La pena fue inédita, otro récord (infame) acumulado por Claudia Sobrero. La primera mujer con reclusión perpetua con accesoria de tiempo indeterminado, el castigo más grave previsto por el Código Penal.
Pablo Zapata, de 22 años, fue detenido en Don Torcuato. No llegó a ser condenado. Se suicidó en su celda de la cárcel de Caseros un año después.
Oscar Odín González Muñoz recibió la misma pena que Claudia Sobrero. A Jorge Palacio le correspondieron dos años de prisión en suspenso por haber sido el facilitador del robo al proporcionar las llaves de la casa de sus abuelos.
Claudia Sobrero estuvo presa 21 años. Salió cuando tenía 42, en enero del 2006. Pero un año después, en enero de 2007, cometió otro delito junto a su nueva pareja y regresó a la cárcel. Robó una cartera por la calle y de esa manera cayó el beneficio de la libertad condicional. Otra vez tras las rejas. Otra vez seis años sin libertad.
Después contó que ese año en libertad fue un infierno para ella. Estaba enferma, no consiguió trabajo, vivía en la calle y una vez más cayó en malas compañías. Lo que había estudiado en la cárcel no le sirvió, afirmó que nadie le dio una oportunidad. También narró una versión inverosímil de su detención: dijo que corría por la calle persiguiendo a su pareja para que devolviera la cartera recién robada.
En total fueron 27 años como presidiaria. Bastante más, a ese momento, de la mitad de su vida cumpliendo la condena. El mayor tiempo para una mujer dentro del sistema penitenciario. Claudia Sobrero, en ese tiempo, terminó el secundario y estudió sociología. Participó en varios otros cursos y talleres. Además fue una de las impulsoras de las mejoras en las condiciones de las detenidas y en que tuvieran más posibilidades para educarse. Creó el taller de serigrafía; parte de la obra suya y de algunas otras reclusas fue adquirida por Amalita Fortabat y por Pérez Celis. También contrajo HIV.
Más de dos décadas después del crimen, Claudia publicó un libro pequeño sobre el caso: Así murió Lino Palacios. Sobró una ese: en la tapa ni siquiera está bien escrito el apellido de una de las víctimas.

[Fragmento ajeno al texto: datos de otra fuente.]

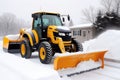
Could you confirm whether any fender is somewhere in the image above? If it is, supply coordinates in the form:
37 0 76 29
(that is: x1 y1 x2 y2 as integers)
23 30 39 46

Luego de su salida definitiva no volvió a delinquir. Dio algunas entrevistas en las que se quejó del trato recibido, lamentó haber estado tan drogada en sus años juveniles y también en no poder tener contacto con su hija menor.
Se estrenó Claudia, un documental sobre su vida. Y su historia, la de su crimen, fue contada en un capítulo muy celebrado de Mujeres Asesinas. A Claudia la interpretó Dolores Fonzi. Ese capítulo tuvo sus respectivas remakes en las versiones chilenas y mexicanas de la serie.